Financial Times Summary
Fri 18 Jul 2008
Merrill Lynch - Yesterday, Merrill Lynch spoiled investors' appetite for financial stocks with larger-than-expected-writedowns of $9.4bn that underlined banks' continuing struggle to emerge from the credit crunch. In an unusual move, Merrill Lynch waited until after the market closed to report a $4.6bn loss in the second quarter and announce asset sales aimed at raising $8bn in much-needed capital. The performance, which trailed analyst's expectations, brings Merrill's losses for the past four quarters to about $19bn and has left the battered investment bank as one of the biggest casualties of the financial turmoil.

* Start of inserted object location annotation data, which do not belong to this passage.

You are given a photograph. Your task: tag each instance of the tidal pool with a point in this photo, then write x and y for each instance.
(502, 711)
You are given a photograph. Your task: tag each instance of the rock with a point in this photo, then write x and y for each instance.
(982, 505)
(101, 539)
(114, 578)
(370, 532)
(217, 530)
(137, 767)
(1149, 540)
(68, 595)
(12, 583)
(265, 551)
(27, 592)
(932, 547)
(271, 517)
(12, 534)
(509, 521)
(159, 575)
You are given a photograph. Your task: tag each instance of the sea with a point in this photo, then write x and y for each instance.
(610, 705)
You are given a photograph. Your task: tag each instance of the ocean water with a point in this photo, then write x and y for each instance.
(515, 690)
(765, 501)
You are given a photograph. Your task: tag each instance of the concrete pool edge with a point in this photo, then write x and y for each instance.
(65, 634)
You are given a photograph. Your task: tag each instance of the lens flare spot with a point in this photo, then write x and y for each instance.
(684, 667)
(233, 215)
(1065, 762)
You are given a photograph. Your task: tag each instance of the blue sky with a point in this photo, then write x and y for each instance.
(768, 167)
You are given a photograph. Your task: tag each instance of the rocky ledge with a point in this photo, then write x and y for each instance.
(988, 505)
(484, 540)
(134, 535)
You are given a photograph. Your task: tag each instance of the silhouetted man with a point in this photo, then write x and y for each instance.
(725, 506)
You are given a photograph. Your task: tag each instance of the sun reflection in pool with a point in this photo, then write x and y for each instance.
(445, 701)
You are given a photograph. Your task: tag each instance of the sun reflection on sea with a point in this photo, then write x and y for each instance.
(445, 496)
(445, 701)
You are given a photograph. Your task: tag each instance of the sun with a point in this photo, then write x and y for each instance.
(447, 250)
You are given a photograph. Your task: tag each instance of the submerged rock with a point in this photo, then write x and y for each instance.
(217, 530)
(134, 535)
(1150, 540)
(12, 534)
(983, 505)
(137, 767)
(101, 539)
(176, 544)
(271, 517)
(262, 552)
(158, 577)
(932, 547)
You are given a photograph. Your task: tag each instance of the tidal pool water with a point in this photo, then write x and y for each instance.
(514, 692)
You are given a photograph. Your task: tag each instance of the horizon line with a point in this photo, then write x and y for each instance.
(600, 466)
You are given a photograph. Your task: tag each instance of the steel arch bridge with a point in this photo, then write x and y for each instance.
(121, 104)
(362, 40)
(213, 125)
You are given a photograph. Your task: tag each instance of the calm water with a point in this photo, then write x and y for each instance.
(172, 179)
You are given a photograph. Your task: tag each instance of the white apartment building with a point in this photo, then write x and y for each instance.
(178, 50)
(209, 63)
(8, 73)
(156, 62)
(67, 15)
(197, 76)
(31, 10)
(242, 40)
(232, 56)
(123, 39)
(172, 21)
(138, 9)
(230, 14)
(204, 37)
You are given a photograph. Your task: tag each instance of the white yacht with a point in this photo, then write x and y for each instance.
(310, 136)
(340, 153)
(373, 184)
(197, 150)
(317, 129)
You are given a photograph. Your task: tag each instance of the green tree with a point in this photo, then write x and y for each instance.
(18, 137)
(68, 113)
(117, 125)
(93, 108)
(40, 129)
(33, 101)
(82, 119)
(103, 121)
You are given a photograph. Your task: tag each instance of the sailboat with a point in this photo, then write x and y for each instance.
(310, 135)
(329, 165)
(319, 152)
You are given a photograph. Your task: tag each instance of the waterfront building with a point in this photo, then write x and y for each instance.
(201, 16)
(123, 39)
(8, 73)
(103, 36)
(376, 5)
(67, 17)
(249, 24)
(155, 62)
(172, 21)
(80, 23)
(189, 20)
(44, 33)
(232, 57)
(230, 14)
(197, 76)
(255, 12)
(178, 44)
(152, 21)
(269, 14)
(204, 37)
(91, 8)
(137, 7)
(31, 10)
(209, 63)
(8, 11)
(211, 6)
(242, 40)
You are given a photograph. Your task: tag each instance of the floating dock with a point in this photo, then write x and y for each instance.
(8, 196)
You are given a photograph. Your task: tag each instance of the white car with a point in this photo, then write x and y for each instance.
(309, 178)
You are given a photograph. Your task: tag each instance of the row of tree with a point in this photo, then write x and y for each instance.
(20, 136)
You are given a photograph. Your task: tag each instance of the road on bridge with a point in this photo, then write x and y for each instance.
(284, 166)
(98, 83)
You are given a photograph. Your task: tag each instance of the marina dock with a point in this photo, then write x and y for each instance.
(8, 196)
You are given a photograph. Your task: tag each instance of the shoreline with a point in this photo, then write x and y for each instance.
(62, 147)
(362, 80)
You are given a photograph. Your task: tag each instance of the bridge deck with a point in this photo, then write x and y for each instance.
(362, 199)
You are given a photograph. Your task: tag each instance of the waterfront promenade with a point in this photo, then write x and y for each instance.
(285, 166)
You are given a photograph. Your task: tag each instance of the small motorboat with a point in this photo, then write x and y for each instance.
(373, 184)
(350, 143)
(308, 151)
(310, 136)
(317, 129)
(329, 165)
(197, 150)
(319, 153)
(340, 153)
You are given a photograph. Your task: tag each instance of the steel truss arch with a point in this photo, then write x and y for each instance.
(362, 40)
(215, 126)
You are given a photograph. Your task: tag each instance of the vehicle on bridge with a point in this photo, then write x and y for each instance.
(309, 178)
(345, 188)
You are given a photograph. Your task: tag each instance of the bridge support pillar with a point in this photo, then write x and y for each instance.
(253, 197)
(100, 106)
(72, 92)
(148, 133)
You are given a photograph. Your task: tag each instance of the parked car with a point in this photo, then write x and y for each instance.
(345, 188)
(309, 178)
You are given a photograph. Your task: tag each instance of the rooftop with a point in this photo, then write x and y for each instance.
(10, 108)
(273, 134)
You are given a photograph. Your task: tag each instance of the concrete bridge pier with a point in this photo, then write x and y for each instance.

Goldman Sachs - A benchmark auction of distressed debt assets has given investors a gloomy guide to the prospects of recovering cash from the troubled structured investment vehicles that have been at the core of the credit crunch. The assets auctioned from a £3.5bn SIV formerly known as Cheyne Finance this week drew bids that would pay only 44 cents in the dollar if investors opted for a cash exit from the vehicle, it was revealed on Thursday. Under the restructuring, the auction will fund cash payouts for investors who want them. Any unsold assets will be transferred to a new fund set up by Goldman Sachs.
Wachovia - The investigation into the collapsed market for auction-rate securities intensified as regulators began poring over documents at the Missouri headquarters of Wachovia's brokerage affiliate. They were looking for information on Wachovia Securities' sales practises, internal evaluations of the auction-rate securities market and marketing strategies, according to the office of Robin Carnahan, Missouri secretary of state.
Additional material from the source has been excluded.